Mirella e Giuseppe godono di buona salute, quindi possono occuparsi da sé della quotidianità e dedicarsi a letture e viaggi di piacere: fanno parte della fascia d’età fra i 75 e gli 85 anni, sono lucidi ed autonomi, non hanno bisogno di particolari cure mediche.

In cambio dell’affitto dei locali già arredati, l’ISRAA si occupa per loro conto del pagamento delle bollette, della manutenzione e dei servizi ordinari (es. lavanderia), nonchè dell’assistenza medica leggera. 

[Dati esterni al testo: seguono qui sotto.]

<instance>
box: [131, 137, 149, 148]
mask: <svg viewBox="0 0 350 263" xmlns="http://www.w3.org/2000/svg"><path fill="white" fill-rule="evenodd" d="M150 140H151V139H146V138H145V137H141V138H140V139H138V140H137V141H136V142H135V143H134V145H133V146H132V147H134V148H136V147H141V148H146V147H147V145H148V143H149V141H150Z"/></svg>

Interessante l’aspetto sociale: gli inquilini entranti sottoscrivono l’impegno a partecipare a determinate attività collettive, per “favorire il senso di appartenenza alla comunità” e “dare valore al vicinato”. Ciò costituisce un efficace stimolo ad aprirsi e mantenere relazioni con i nuovi coinquilini, evitando di cadere nell’isolamento fisico e psicologico. ISRAA rappresenta un esempio di successo grazie all’idea centrale del progetto: investire su persone autonome, ma che, senza il cohousing, potrebbero finire presto per sviluppare malattie croniche o condizioni di vita solitaria, cosa che, purtroppo, avviene spesso per molte persone non autosufficienti che vivono in Case di Riposo.

 

Senior Cohousing: un nuovo modo di abitare

Il cohousing per anziani (chiamato anche senior cohousing) è in crescita ovunque, all’estero come in Italia: nel nostro paese il design degli alloggi si va standardizzando, e uno studio Nomisma prevede un grande sviluppo di questa nicchia del mercato immobiliare, a dimostrazione del fatto che costituisce una specifica soluzione abitativa rispondente a reali necessità sociali: se ne trovano esempi ormai in molte regioni, dalla Val d’Aosta alla Campania.

 

Si sono infatti già costituite molte comunità di vicinato solidale, il che consente agli anziani residenti di mantenere la propria vita privata, condividendo allo stesso tempo con gli altri inquilini taluni spazi e attività quotidiane. Insomma, un abitare collaborativo basato su condivisione e solidarietà, che si è mostrato efficace per combattere la solitudine ed evitare l’esclusione sociale di persone della terza età, mantenendone elevato più a lungo il coinvolgimento emotivo.